Eine smarte Auszeichnung für eine smarte Energie-Lösung – Die Verleihung des EMC Awards 2020

Verkehrswende, Klimawandel, Ressourcenschonung – die Herausforderungen, die es zu bewältigen gilt, sind groß, vielfältig und oft schwer zu greifen. Deshalb sind neue Ideen, Erfindergeist und wahrhaftige Innovationen von mutigen Menschen des Energie- und Mobilitätssektor gefragt wie nie. Die passende Bühne für nachhaltige Lösungen der Mobilitäts- und Energiewende bietet der Energy & Mobility Connect Award, der vom BPW und seinen Partnern EIT InnoEnergy, Siemens AG, Wista Management GmbH sowie EY vergeben wird.

Die passende Bühne gab es in diesem Jahr jedoch nur virtuell: Pitches und Paneldiskussionen gingen über den heimischen Desktop der Teilnehmenden. Die Moderation übernahmen Anna Schnekker (IBB) vom BPW-Projektteam und Luis Sperr, Business Creation Manager bei EIT InnoEnergy und Initiator des Awards. „Es ist wichtig, innovativen Gründerinnen und Gründern, die zur Energie- und Mobilitätswende beitragen, mehr Sichtbarkeit zu verleihen. Das ist das Ziel der heutigen Preisverleihung“, sagt Sperr, bevor es richtig losgeht.

Kurze Einführung in das Live-Tool Yotribe und schon startete die Paneldiskussion.

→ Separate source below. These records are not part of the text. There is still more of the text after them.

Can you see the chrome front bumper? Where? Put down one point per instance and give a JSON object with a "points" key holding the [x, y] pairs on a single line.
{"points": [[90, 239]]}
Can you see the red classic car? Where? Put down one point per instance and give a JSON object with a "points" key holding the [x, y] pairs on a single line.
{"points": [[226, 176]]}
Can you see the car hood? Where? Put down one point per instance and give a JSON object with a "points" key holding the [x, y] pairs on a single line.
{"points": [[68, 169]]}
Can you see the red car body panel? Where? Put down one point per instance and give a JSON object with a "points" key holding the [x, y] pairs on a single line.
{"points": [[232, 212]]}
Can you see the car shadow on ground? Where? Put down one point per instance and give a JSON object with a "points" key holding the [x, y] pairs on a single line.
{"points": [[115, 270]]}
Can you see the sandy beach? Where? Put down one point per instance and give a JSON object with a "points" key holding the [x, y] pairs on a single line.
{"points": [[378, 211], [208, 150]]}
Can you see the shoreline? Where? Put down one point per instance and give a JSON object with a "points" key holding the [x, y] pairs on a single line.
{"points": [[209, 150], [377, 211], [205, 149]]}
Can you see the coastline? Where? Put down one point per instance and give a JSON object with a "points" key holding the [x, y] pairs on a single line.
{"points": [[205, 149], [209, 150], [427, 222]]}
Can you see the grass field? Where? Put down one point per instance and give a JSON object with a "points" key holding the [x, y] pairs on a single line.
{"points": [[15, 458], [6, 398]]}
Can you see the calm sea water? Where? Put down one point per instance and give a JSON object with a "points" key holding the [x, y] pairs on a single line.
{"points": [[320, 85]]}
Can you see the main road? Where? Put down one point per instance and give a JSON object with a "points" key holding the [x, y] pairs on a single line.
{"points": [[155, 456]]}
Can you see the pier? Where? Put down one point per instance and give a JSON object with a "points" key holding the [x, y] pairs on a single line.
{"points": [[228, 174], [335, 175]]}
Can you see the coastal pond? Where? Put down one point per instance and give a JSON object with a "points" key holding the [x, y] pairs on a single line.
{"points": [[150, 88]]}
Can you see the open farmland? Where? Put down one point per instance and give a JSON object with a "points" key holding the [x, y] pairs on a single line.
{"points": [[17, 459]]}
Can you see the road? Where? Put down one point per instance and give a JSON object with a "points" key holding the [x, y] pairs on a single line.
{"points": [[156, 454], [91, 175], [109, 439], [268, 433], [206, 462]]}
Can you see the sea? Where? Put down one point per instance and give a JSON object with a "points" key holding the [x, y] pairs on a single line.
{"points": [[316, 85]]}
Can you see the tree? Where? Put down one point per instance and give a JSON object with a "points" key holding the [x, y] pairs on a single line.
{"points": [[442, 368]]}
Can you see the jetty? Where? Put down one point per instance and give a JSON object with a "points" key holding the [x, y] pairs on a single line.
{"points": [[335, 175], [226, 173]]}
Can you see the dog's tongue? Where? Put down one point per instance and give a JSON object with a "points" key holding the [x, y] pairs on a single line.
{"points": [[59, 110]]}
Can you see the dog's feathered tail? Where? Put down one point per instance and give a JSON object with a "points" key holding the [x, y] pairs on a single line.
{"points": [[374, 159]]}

Dr. Karina Rigby von Siemens, Dr. Jennifer Dungs von EIT InnoEnergy und Dr. Tanja Emmerling vom High-Tech Gründerfonds sprachen über den Mobilitätsstandort Berlin-Brandenburg und die Herausforderungen der Verkehrswende. Währenddessen hatten die Teilnehmenden die Möglichkeit, über die Chatfunktion ihre Fragen an die Expertenrunde zu senden.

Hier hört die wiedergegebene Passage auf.